One Morning is a sewn hardback book of 244 pages, printed lithographically, with illustrated boards, head and tailbands, and d/w. 300 copies. Book is in new unread condition.
Published by Tartarus Press
About this book:
One Morning is a gothic novel that tells the story of Gour Borough, Pennsylvania via the subjective and interwoven perspectives of twelve women who live there.
“Hagy’s fascinating debut novel . . . takes place over 12 hours starting at midnight, with each hour narrated by one of 12 women living in the dying, former coal mining town of Gour Borough, Pa. . . . Each voice is captivating and distinct, and each adds a new level of urgency that leads to the haunting finale. The big mystery is how the stories will intersect and affect one another. This elegantly told and thought-provoking work deserves a wide audience.” Publishers Weekly
“It’s an astonishing accomplishment, a novel that follows one perception after another to craft a vivid portrait of environmental memory echoing from one decaying life to the next. Disturbing, poignant and alive with the beauty of human struggle trapped in economic runoff, One Morning is a page-turner that ends up haunting the reader.” Rick Kleffel, Narrative Species
“The novel’s meticulous construction and its flawless narrative make this a most impressive debut. Warning: Don’t read this book alone in an isolated cabin in the woods.” Aurealis #134
Please note: One Morning is a smaller format book than usual, similar to the first printings of The White Hands and Dear Dead Women.

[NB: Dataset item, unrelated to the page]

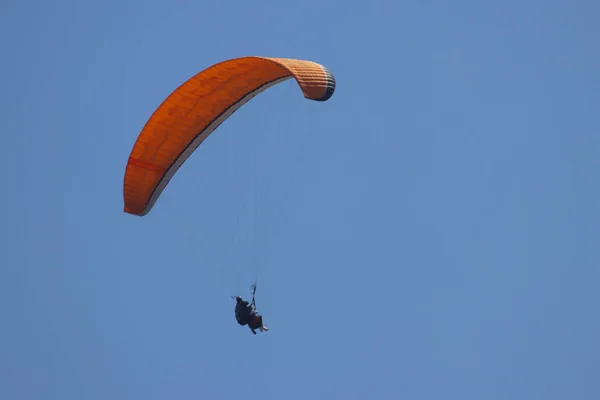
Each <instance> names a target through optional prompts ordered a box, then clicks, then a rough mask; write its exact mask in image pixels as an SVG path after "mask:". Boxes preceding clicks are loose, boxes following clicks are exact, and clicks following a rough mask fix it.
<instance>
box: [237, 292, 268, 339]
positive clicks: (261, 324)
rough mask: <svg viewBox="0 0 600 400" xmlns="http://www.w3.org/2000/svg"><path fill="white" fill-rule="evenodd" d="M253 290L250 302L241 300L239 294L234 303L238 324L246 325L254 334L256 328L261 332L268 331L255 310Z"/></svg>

Jessica Hagy is an artist and writer best known for her Webby award-winning webcomic, Indexed and is the author of the illustrated non-fiction books: How to be Fearless, The Humanist’s Devotional, The Art of War Visualized, How to Be Interesting, and Indexed. A prolific fixture in the creative online space, Jessica has been illustrating, consulting, and speaking internationally since 2006. Her work has been described as ‘deceptively simple,’ ‘undeniably brilliant,’ and ‘our favourite reason for the Internet to exist. Her work has been flatteringly featured in Wired, The New York Times, Harvard Business Review, and Forbes, among many others. Her books have been translated into more than a dozen languages.
Jessica Hagy’s fiction focuses on the weird and uncanny elements of our natural and manufactured culture that hide in plain sight, and questions what it means to be haunted: both chemically and culturally.
She lives on the edge of a saltwater bluff in Hansville, Washington, USA.